My officials have held discussions with some of the main institutions that will be affected by the amendments, in particular the Universities of Cambridge and of Durham, and they have indicated that they would welcome the amendments. They do not think that they will result in a burdensome change in practice for their colleges, since in general their colleges have continued to maintain the codes of practice relating to the freedom of speech duties that they were subject to until 2019.
The wording used for the definition of “constituent institution” in new clause 1, in proposed new section A3A(4) of the 2017 Act, reflects the wording that applies to those bodies subject to the Prevent duty and the coverage of the complaints scheme operated by the Office of the Independent Adjudicator for Higher Education. A college that is required to comply with the Prevent duty will, therefore, also be subject to the freedom of speech duties, which is clearly sensible, and the coverage of the higher education complaints schemes will be consistent.

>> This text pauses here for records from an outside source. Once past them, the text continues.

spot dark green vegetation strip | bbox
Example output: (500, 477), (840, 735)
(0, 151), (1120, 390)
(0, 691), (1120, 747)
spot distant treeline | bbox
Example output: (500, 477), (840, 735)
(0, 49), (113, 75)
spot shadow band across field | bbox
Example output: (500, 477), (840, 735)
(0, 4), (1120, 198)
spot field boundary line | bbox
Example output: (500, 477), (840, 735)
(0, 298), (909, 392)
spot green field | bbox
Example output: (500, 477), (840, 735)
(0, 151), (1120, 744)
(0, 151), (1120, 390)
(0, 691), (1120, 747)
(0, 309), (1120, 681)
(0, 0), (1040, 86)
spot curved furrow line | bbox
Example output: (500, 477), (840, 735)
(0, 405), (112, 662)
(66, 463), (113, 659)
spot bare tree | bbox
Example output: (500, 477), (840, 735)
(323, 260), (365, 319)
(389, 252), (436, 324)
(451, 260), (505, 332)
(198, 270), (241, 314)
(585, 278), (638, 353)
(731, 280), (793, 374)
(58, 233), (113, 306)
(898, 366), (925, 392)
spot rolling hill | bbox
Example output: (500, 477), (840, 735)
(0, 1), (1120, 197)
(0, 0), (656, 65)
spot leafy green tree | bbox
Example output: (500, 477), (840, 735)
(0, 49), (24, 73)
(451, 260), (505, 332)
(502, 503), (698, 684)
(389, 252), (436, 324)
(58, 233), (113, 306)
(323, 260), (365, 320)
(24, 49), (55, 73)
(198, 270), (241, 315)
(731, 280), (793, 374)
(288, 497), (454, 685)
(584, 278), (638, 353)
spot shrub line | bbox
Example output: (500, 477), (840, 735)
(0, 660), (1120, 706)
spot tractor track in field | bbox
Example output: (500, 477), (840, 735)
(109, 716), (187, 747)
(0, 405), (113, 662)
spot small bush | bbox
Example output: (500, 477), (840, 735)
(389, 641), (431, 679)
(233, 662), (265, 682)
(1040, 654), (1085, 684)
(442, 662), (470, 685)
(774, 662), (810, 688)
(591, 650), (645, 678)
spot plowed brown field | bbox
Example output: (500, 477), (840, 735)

In addition, amendment 3 makes it clear that student unions at approved fee cap providers that are subject to the new duties in clause 2 do not include student unions at colleges. Colleges fund their junior and middle common rooms and, to that extent, can exert a lot of control over their activities. Those groups do not own or occupy their own premises or run the booking the systems, so imposing a freedom of speech duty on them seems to be unnecessary and overly bureaucratic. We do not believe that including them in the provision is necessary, as the freedom of speech duties on the colleges will apply to the activities of their student unions. I hope it is clear that the amendments are necessary for the Bill to work as intended, to ensure that all key bodies in our universities play their part in securing freedom of speech on campus, and to ensure that where they do not, those who suffer detriment can seek redress from whomever is responsible, whether that is a university or one of its colleges or student unions.
It is a pleasure to see you back in the Chair, Mrs Cummins. Overall, I have to say that I am really delighted—I think all the Opposition Members are—that the Minister has listened intently to what we have been calling for in our speeches on Second Reading, in Committee and during the witness sessions. We have been calling for clarity. It was clear that the Higher Education and Research Act 2017 made a similar mistake by omitting the likes of Oxbridge colleges and constituent institutions.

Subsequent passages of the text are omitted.